We’ll do our best to fill the void. There are various ruses. A favourite is what one might call the light novelist’s approach:

‘Glancing at his menu as the prime minister sat down for the Confederation of British Industry’s annual lunch last Monday – a smoked salmon mousse with cucumber and dill to start, then chicken breast with a tarragon cream sauce and herb-roasted potatoes, followed by miniature chocolate eclairs – Rishi Sunak could have been forgiven for feeling glum.


‘Even the soaring Victorian architecture of the Grand Hall at Old Billingsgate Market, the CBI’s venue for this prestigious event, will have been unlikely to lift his spirits. The following day’s cabinet meeting would bring the usual tension between the standard-
bearers of the right urging a tougher stance on the threat posed to his Rwanda policy by the European Court of Human Rights, and the habitual caution of his cabinet moderates. A teetotaller, the Prime Minister was denied refuge even in the New Zealand Sauvignon Blanc or an indifferent Côtes du Rhône. And he knew the right would be on the warpath, as we report (p.xx) today. Letters, it was being rumoured, were about to go in…’

This takes us some 170 words down the track without having said anything at all. And we still have some 830 to go – having reminded readers of what they already know about the PM’s travails, and given them as much information as they could possibly want about CBI lunches, we have to move on. How? Well, since whatever meets the eye about political prospects this year has already met the eye of our typically quite knowledgeable reader, we must next embrace what must be a founding premise of political punditry: that there is more to this much than meets the eye. And that presents us with a problem. Because there almost certainly isn’t.

Readers don’t need to be told that the Tories are in an unholy mess, fighting like rats in a sack; or that nobody likes them, most people aren’t going to vote for them and there’s nothing that even the Archangel Gabriel, still less Sunak, could do to rescue them. Nor does the reader need reminding that the Tories are already trying to blame each other for the mess, and that after the next election what’s left of the party will descend into a bloody factional fight for whatever each faction takes to be the soul of Conservatism.
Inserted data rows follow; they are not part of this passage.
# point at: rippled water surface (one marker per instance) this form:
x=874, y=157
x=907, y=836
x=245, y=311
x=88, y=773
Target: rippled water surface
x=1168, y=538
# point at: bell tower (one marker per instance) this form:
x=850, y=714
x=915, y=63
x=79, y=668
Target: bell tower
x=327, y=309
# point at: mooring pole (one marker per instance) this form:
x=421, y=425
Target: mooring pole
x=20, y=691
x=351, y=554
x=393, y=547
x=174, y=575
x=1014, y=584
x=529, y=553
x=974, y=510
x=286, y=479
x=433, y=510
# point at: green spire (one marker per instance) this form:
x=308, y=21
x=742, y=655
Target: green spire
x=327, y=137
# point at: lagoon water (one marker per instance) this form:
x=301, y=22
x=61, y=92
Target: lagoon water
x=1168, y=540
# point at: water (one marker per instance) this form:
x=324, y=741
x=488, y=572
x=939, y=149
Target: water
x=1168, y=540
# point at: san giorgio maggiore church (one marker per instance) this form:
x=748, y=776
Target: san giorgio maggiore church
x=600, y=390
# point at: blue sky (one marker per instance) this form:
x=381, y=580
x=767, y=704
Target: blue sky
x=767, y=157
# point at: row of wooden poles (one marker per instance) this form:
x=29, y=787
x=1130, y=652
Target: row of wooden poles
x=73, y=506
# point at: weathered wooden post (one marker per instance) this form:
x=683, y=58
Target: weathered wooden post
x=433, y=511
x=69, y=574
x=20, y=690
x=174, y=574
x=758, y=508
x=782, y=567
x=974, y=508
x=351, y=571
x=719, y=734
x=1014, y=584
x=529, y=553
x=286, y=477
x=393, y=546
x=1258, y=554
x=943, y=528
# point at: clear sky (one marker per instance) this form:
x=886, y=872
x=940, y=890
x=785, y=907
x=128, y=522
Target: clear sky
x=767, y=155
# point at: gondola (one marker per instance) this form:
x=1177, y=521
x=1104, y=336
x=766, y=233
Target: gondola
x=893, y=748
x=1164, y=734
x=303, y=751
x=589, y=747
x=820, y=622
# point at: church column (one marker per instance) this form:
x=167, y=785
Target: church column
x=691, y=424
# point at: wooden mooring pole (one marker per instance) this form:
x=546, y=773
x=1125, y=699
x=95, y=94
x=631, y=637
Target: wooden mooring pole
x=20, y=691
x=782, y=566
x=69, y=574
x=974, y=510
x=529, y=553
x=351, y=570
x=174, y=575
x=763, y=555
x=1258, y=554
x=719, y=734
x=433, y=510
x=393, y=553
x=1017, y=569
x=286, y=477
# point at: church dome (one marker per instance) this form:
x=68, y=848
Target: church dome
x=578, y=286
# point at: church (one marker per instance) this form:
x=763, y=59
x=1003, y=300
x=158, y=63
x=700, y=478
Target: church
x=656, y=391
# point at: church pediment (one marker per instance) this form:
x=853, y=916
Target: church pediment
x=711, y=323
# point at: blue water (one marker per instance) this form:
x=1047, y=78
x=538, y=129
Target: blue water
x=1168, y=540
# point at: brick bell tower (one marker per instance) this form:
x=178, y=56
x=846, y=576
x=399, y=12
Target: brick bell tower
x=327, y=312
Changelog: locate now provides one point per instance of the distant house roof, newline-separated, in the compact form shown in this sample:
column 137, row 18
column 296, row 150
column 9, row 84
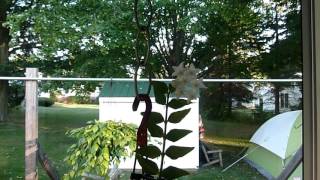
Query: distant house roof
column 124, row 89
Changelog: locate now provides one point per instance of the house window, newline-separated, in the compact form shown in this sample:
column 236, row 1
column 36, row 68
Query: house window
column 284, row 100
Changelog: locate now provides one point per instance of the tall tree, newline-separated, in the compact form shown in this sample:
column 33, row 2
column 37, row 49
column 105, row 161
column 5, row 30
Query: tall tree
column 4, row 55
column 283, row 59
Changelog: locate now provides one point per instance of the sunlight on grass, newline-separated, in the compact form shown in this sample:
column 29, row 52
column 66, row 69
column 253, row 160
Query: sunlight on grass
column 88, row 106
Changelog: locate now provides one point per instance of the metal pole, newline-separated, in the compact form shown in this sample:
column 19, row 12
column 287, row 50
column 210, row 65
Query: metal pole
column 31, row 125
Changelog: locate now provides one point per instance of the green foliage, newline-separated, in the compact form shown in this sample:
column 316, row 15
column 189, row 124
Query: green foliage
column 46, row 102
column 99, row 145
column 149, row 151
column 148, row 166
column 155, row 118
column 177, row 134
column 162, row 95
column 173, row 172
column 175, row 152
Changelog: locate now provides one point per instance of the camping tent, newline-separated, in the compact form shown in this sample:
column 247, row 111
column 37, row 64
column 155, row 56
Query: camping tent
column 275, row 143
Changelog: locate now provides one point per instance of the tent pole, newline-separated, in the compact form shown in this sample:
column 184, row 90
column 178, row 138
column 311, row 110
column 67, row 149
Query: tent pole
column 231, row 165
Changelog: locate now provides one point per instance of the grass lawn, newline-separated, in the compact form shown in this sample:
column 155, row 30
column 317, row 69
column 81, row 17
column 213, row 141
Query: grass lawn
column 55, row 121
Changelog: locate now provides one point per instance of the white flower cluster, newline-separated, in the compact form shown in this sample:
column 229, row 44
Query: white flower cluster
column 186, row 83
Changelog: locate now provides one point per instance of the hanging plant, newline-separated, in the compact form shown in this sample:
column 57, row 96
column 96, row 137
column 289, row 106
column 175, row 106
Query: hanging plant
column 185, row 85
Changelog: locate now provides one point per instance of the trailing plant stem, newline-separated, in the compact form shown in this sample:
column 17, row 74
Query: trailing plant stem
column 164, row 135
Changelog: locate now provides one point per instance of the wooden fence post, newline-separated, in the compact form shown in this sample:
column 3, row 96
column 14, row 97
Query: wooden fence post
column 31, row 125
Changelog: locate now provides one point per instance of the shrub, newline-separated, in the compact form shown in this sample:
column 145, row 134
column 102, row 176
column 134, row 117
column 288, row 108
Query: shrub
column 99, row 145
column 46, row 102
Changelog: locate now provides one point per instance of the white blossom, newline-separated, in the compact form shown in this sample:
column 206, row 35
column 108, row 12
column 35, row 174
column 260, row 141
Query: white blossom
column 186, row 83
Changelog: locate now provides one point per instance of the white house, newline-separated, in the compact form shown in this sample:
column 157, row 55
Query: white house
column 289, row 97
column 115, row 103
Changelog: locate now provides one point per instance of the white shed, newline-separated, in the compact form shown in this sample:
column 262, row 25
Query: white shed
column 115, row 103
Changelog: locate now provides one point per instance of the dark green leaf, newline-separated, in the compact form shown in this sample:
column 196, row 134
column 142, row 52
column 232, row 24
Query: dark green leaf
column 176, row 134
column 171, row 88
column 155, row 118
column 173, row 172
column 178, row 103
column 160, row 91
column 155, row 130
column 175, row 152
column 149, row 151
column 148, row 166
column 176, row 117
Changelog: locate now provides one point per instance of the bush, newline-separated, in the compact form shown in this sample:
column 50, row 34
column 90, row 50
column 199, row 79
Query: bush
column 46, row 102
column 98, row 146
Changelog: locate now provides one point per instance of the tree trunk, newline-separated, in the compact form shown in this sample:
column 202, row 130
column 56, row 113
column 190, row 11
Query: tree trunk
column 276, row 93
column 4, row 41
column 276, row 86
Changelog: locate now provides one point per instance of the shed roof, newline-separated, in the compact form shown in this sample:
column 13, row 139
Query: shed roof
column 124, row 89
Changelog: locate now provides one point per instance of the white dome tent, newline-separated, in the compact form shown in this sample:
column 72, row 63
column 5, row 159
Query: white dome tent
column 275, row 143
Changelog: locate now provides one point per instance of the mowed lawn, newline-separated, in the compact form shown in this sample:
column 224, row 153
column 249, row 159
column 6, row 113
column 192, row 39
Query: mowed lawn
column 53, row 123
column 56, row 120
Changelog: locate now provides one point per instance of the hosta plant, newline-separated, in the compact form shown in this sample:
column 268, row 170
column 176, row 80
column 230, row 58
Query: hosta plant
column 99, row 145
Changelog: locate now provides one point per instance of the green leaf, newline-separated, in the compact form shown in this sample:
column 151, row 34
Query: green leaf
column 178, row 103
column 150, row 151
column 173, row 172
column 155, row 118
column 155, row 130
column 176, row 117
column 160, row 91
column 176, row 134
column 171, row 88
column 148, row 166
column 175, row 152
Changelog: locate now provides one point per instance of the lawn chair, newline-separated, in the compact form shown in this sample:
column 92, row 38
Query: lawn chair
column 211, row 156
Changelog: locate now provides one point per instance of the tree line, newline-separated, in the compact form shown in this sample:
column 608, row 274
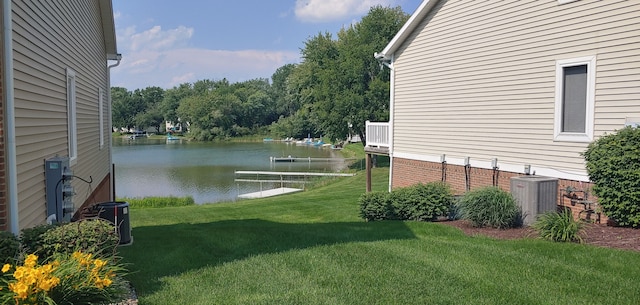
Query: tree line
column 336, row 87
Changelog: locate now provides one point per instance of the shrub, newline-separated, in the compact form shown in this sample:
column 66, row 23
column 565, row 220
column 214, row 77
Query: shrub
column 491, row 207
column 375, row 206
column 613, row 164
column 9, row 247
column 31, row 239
column 561, row 227
column 422, row 202
column 90, row 236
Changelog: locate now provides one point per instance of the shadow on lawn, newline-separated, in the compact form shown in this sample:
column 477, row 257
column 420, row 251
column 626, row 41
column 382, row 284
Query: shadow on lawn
column 159, row 251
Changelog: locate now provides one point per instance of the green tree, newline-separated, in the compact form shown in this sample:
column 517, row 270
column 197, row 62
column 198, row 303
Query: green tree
column 120, row 108
column 279, row 90
column 172, row 99
column 342, row 80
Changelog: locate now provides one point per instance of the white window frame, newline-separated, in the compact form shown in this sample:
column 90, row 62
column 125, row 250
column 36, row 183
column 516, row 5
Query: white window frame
column 101, row 115
column 72, row 130
column 587, row 136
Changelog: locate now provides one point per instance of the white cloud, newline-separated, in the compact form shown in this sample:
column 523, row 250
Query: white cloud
column 163, row 58
column 332, row 10
column 157, row 39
There. That took only about 90 words, and any more would be superfluous. For the moment the Tories and their self-inflicted wounds really don’t matter – and this, I’m afraid, our readers have understood ahead of us pundits. We keep writing about the Conservative party as if it mattered. We really must kick the habit.

We could write instead, I suppose, about Reform, and what Nigel Farage is likely to do. We can do that in 40 words. Mr Farage will play peek-a-boo for a bit longer and finally emerge in some leading role in Reform, which will inflict serious damage on the Tories but, beyond that, never amount to much because they don’t really have any policies.

And that leaves the Labour party. As I’ve remarked, we commentators are bound to say that there’s more to Keir Starmer, Rachel Reeves and co. than meets the eye because what meets the eye is insufficient fuel for us: so very dreary and underwhelming. There don’t appear to be any policies worthy of the name, while the leading personalities sound like no fun at all. The best we can do for scandal is allege that Angela Rayner may have saved a few thousand pounds by deeming one house rather than another her principal home – and, really, who cares?

So if there’s more to Labour than meets the eye, what is it? ‘Ah,’ we say, ‘don’t you see? That’s exactly the point. That’s what’s so crafty. They’re keeping their powder dry.’ Then we tap our noses and explain what’s so devilishly clever here is that Labour realise that if they tell the voters their policies, the Tories will steal them/cost them/discredit them… whatever. So, ho-ho, Labour are keeping it all up their sleeve. Cunning, eh?

Well, maybe. My lifelong experience of people, politicians and parties of whom (or of which) it’s said that there’s more than meets the eye, is that there rarely is. I doubt Keir Starmer has the least idea what he’ll do in Downing Street – he just wants to be Prime Minister – while if her recent Mais Lecture is any guide, Rachel Reeves is determined only not to do anything silly.

There we are – 40 more words. Whatever shall I write next?